Tuesday, January 8, 2013

El viaje.

     No era un lugar más de Castilla-La Mancha. Te había pedido innumerables veces que me llevaras a ver los cuadros de El Greco y caminar por la judería. Se me antojaba otro de esos lugares en los cuales la historia no contada en libros entra por los poros y los personajes trotan junto a tu flujo sanguíneo. Un enclave de callejones que al abrir  sus puertas desvelan salones con bombillas cuentacuentos.
   La ilusion se me aguó la noche anterior con uno de mis arranques de ego, ese monstruo que nos come indistintamente de vez en cuando. ¿Cómo se te ocurre dejar de ver algo que te he puesto delante y atender otras cosas? Dice una vieja leyenda que las mujeres como yo vivimos los momentos de felicidad intensamente para saturarnos y recurrir a los residuos cuando hay  estancamiento. Pero aunque sepa que pasa, hay días que no encuentro la miga que tan bien guardé. Sabes llevarme a los extremos, conoces demasiado bien ese punto en que los muros del silencio caen con toda su fuerza sobre mí aplastando cualquier sentimiento nocivo. Así, que cambiaste el tren por el coche. Sabías que el andén me enamoraría, que una ventanilla distinta me haría ver demasiado pronto y perdería la parábola, que el niño en el asiento frente al mío me haría sonreir invariablemente y giraría a pedirte una escalera de hijos. Subí al coche sin hablarte y eso me perforó durante todo el camino. La sequía de la tierra no ayudaba, más bien me echaba en cara la arbitrariedad de mi puesta.

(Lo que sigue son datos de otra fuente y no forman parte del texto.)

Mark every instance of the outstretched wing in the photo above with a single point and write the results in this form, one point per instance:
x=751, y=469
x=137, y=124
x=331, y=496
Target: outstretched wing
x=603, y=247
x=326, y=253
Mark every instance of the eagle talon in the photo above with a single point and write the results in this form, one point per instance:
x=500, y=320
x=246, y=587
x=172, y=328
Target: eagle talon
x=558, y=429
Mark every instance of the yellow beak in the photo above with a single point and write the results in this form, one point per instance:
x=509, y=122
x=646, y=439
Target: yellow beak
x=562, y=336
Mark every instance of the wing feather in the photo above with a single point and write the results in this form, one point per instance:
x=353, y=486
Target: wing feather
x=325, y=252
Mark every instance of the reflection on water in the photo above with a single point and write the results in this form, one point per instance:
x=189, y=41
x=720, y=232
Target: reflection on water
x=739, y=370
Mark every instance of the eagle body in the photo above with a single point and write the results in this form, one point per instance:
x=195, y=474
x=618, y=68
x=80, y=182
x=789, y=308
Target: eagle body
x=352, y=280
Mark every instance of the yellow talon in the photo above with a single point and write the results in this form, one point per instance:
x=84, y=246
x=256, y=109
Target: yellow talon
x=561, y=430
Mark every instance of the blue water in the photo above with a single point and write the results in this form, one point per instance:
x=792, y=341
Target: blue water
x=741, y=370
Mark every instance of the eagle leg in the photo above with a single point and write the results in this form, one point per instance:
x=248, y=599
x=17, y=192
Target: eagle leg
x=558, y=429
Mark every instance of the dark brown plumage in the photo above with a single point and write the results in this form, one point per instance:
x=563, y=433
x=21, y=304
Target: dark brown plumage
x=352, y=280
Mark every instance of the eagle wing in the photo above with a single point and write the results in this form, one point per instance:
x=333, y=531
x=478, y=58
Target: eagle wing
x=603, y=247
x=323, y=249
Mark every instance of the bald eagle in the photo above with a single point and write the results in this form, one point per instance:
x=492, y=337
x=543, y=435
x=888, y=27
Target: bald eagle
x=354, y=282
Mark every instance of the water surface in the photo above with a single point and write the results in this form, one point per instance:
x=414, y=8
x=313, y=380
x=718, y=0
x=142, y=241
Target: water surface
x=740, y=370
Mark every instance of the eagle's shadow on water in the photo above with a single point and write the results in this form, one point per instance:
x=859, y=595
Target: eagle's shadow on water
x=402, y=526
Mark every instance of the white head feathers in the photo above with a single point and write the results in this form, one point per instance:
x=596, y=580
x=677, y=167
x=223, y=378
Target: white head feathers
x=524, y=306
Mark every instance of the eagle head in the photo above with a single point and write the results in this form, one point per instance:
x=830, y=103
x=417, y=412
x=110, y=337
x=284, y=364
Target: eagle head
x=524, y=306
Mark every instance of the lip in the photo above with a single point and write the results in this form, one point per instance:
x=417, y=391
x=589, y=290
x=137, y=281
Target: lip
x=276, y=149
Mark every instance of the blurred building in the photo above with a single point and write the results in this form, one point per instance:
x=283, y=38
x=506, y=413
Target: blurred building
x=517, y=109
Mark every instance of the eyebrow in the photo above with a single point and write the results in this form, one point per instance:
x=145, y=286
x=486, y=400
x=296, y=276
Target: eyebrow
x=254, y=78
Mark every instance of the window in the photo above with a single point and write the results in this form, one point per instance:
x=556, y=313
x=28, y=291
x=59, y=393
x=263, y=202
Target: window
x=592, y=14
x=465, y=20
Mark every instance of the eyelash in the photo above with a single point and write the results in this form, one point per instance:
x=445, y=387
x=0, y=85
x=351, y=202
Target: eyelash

    Al llegar hiciste una parada temporal en la Plaza de Zocodover. Olía a viaje, a tierra para ser pisada y dejar huellas, a voz esparcida en el aire reinventando el eco. Y el eco de los miles de actos de fe de la plaza fue testigo del exorcismo.  Al salir del estacionamiento subterráneo, las campanadas de la iglesia marcaron la hora de echar a andar. Anduvimos sin rumbo, dejando que nuestros ojos guiaran los pasos hasta la torre del reloj bajo la cual nos besamos. Pero mucho antes, escuchamos de boca de Julián, el artesano de damasquinado, la tradición oral que aprendió de su abuelo junto al oficio.  Al regresar a la plaza, nos recibió una ola de personajes. Dos gnomos adornaban un árbol con papeles de colores. Un acróbata en zancos se nos acercó con una cinta de color al tiempo que un saltimbanqui nos alargaba un lápiz en madera rústica. Escribimos nuestros nombres y colgamos el papel en el árbol.
    Bajamos corriendo al estacionamiento. Al meternos al auto me miraste con mezcla de orgullo y deseo.  Me acariciaste el rostro y tu mano se deslizó bajo mi falda en busca de humedad. Tu otro brazo me asía como temiendo que el río bajo el puente me llevase. Bajé y abrí tu portañuela en busca de un símbolo inequívoco. Sentirte crecer en mi boca, me arrastró. La respuesta llegó potente, caliente y me  trepó  por las papilas dejándome tu gusto por un buen tiempo.